After some issues with my flight – 4 hours delay and because of that I missed the last bus so I had to spend the night at the airport again and take the first bus next day – finally, I’ve arrived in Pescara, Italy. Sleeping at airports seems became my habit this year though. The landing was also awful, the wing almost touched the ground before the plane. I can say the worst landing in my life when you believe in God or not, but start to pray suddenly. But I don’t complain as I’ve safely arrived in one piece.
I just started to work, I don’t want to say anything about the job yet. I don’t make my conclusion after 1-day work, all I can say now I’m lucky enough to share the room with a nice girl I’ve met before in Corsica so I don’t feel lonely. She just asked me yesterday: “Have you ever thought that once you will celebrate the New Year’s Eve with me?” Of course not!

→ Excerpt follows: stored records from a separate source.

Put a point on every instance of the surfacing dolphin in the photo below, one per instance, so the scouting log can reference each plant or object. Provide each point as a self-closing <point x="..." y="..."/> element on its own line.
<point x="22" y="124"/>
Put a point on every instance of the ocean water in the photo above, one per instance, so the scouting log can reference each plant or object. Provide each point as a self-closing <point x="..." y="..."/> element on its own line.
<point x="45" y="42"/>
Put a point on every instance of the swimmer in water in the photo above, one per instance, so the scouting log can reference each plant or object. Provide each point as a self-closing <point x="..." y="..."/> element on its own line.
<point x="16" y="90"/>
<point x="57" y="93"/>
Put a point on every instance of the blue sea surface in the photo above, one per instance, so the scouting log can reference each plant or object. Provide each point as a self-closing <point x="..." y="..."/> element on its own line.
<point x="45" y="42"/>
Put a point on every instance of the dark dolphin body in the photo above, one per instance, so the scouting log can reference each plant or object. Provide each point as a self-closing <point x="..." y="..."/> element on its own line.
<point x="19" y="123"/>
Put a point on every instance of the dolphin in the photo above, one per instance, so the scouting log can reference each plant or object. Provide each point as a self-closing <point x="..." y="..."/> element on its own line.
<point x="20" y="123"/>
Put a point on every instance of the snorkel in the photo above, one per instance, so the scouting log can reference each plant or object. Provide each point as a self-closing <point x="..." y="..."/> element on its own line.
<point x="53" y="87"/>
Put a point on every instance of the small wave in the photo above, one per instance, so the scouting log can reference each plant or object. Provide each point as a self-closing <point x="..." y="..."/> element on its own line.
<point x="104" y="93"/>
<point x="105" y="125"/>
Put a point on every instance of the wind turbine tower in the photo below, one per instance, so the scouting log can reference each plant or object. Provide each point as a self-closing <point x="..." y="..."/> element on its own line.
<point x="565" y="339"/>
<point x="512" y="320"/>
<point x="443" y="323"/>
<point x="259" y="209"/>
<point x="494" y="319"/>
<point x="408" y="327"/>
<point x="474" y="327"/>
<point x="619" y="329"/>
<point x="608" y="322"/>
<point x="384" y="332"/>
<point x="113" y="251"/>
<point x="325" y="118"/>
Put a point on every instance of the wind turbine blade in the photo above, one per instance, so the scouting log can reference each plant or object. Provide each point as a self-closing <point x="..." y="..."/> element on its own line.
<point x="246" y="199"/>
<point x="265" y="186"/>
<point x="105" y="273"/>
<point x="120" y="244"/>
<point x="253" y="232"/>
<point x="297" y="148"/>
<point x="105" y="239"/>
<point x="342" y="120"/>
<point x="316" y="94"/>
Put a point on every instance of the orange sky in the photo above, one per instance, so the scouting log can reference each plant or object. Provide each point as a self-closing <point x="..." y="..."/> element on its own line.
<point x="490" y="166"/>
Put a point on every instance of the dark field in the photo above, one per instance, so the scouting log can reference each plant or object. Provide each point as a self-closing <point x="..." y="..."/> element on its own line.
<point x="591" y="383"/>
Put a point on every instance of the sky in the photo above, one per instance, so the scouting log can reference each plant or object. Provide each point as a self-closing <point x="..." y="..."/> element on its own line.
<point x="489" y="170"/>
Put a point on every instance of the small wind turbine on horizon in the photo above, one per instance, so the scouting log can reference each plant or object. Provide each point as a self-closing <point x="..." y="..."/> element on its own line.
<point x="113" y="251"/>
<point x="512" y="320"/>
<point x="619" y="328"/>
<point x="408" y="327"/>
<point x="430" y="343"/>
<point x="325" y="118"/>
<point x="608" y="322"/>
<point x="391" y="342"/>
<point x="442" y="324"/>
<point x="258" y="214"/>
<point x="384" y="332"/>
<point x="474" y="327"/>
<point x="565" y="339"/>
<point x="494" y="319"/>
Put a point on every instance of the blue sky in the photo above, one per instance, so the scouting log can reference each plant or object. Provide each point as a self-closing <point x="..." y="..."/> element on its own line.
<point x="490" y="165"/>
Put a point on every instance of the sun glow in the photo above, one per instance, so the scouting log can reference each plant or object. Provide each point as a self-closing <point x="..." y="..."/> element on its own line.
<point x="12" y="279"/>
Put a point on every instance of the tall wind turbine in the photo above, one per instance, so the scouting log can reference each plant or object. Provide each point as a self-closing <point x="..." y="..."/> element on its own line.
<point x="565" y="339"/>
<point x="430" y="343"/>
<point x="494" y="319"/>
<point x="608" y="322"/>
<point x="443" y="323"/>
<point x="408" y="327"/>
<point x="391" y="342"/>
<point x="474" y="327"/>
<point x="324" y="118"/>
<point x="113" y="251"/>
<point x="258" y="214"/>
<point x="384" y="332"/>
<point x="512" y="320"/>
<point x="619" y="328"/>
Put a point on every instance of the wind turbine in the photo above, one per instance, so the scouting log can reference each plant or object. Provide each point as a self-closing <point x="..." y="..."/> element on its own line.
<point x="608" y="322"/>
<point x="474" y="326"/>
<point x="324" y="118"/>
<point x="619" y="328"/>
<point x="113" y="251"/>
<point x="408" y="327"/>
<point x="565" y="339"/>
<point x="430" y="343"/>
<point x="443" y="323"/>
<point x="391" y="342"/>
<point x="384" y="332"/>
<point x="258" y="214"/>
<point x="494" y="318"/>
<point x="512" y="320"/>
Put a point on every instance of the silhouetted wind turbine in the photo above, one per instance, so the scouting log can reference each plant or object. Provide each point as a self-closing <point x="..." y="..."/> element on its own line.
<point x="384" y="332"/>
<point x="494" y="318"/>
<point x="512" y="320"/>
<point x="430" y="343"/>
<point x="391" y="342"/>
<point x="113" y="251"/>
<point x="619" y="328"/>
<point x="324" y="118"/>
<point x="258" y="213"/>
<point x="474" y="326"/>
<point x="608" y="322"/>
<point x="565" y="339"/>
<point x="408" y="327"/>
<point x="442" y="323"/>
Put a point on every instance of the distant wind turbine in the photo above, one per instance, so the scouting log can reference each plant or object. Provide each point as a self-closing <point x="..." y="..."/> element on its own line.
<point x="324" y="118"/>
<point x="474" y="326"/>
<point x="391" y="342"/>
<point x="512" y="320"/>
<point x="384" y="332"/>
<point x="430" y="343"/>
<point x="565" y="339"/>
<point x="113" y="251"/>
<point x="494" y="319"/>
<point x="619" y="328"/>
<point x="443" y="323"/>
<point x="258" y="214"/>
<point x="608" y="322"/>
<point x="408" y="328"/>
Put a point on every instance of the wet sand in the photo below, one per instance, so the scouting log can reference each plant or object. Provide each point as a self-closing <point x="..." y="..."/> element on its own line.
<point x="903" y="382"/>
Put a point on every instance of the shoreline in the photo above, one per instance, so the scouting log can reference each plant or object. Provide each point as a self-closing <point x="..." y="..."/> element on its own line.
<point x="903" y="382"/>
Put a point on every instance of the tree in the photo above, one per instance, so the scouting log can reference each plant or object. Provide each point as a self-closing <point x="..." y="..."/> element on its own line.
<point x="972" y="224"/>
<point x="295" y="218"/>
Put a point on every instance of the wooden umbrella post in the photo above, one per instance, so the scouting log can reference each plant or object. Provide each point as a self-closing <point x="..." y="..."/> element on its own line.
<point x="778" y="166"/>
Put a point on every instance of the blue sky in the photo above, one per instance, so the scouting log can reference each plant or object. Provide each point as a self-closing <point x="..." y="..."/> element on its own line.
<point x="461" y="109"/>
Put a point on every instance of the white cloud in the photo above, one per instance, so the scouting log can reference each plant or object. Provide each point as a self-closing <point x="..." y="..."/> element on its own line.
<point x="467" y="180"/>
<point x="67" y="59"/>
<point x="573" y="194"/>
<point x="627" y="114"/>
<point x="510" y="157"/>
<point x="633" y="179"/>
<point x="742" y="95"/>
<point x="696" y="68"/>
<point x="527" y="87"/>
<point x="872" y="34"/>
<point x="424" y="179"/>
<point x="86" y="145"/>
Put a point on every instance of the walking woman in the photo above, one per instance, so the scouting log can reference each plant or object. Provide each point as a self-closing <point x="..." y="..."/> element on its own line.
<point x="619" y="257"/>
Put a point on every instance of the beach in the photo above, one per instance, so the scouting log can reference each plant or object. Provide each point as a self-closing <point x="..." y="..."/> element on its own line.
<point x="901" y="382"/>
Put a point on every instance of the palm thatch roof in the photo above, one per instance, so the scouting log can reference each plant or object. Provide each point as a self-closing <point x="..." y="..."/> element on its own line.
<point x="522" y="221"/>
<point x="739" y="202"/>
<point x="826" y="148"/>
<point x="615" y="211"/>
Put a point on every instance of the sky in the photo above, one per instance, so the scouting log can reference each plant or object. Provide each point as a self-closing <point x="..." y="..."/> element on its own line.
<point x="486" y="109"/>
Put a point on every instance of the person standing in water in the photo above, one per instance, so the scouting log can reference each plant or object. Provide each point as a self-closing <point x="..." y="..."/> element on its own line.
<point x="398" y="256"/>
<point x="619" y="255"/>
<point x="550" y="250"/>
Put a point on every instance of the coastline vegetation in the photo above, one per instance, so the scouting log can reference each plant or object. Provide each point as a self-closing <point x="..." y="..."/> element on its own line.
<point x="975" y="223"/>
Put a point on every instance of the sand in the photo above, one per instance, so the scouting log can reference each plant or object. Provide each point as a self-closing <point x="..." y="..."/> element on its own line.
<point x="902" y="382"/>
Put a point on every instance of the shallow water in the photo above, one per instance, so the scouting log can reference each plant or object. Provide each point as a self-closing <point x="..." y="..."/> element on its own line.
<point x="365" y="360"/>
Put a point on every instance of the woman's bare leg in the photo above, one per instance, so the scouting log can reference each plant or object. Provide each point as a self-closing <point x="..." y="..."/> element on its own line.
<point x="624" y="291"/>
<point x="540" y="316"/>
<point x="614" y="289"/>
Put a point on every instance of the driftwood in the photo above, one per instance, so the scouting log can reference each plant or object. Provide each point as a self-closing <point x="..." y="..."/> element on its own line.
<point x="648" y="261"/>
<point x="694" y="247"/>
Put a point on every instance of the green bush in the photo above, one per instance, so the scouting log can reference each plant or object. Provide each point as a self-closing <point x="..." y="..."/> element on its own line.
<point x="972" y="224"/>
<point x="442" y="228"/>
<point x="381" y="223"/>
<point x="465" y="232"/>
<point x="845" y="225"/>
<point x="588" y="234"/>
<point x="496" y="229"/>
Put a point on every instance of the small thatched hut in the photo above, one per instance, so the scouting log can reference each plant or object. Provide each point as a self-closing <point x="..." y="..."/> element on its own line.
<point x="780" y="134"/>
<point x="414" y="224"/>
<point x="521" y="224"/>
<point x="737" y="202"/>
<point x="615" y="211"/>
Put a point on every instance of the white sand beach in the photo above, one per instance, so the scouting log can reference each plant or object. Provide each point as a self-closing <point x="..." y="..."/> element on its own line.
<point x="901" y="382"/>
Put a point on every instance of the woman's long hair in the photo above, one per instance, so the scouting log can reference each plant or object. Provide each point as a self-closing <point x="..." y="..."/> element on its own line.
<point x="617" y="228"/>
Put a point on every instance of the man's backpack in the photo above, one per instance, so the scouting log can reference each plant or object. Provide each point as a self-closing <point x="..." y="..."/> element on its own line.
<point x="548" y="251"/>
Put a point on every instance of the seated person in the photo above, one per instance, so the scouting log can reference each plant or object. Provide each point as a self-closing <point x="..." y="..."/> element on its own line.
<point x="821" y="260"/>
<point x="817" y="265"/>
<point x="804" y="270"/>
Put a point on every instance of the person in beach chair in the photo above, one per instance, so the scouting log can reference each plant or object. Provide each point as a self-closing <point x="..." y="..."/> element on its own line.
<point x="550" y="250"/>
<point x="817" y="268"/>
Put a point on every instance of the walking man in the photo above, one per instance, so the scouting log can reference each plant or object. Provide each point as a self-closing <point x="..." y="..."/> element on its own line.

I must say I’m happy to say Goodbye to this year as it was not a lucky one for me. It wasn’t fruitful, all my success was about this blog. I was disappointed in friends (even close ones) but the same time I’ve found new ones. My dates were not lucky at all, but I learned a lot about men. I was also not lucky with travel (cancelled flights, sleeping at airports, going to a wrong airport – the latest I still can’t understand how I could manage) but my biggest dream to go to Japan came true in this year. Financially I used all my saving by the end of the year because the almost 2 months break I took, but I realised I have people around me I can count in crisis. So this year I got hot and cold, almost like in a love and hate relationship. But these kinds of relationships always come with lots of stress and I usually quit as soon as I can from them, same reason I’m happy to this year came to the end.

And I made the same New Year Resolution as I do in every year. I promised myself that in the new year I will try to do something new. It can be to visit a place where I’ve never been before, tasting food that I’ve never tried or it can be just to see something in a totally different way than I did before. And when I look back at the end of the year, I always realise that it was more than one new thing, actually, it’s always a big bunch of new things each year to be grateful for. I’m still busy counting them.

So now a new day, a new year and a fresh start. I’m ready to take new adventures and accept the challenges that 2015 will bring in my way.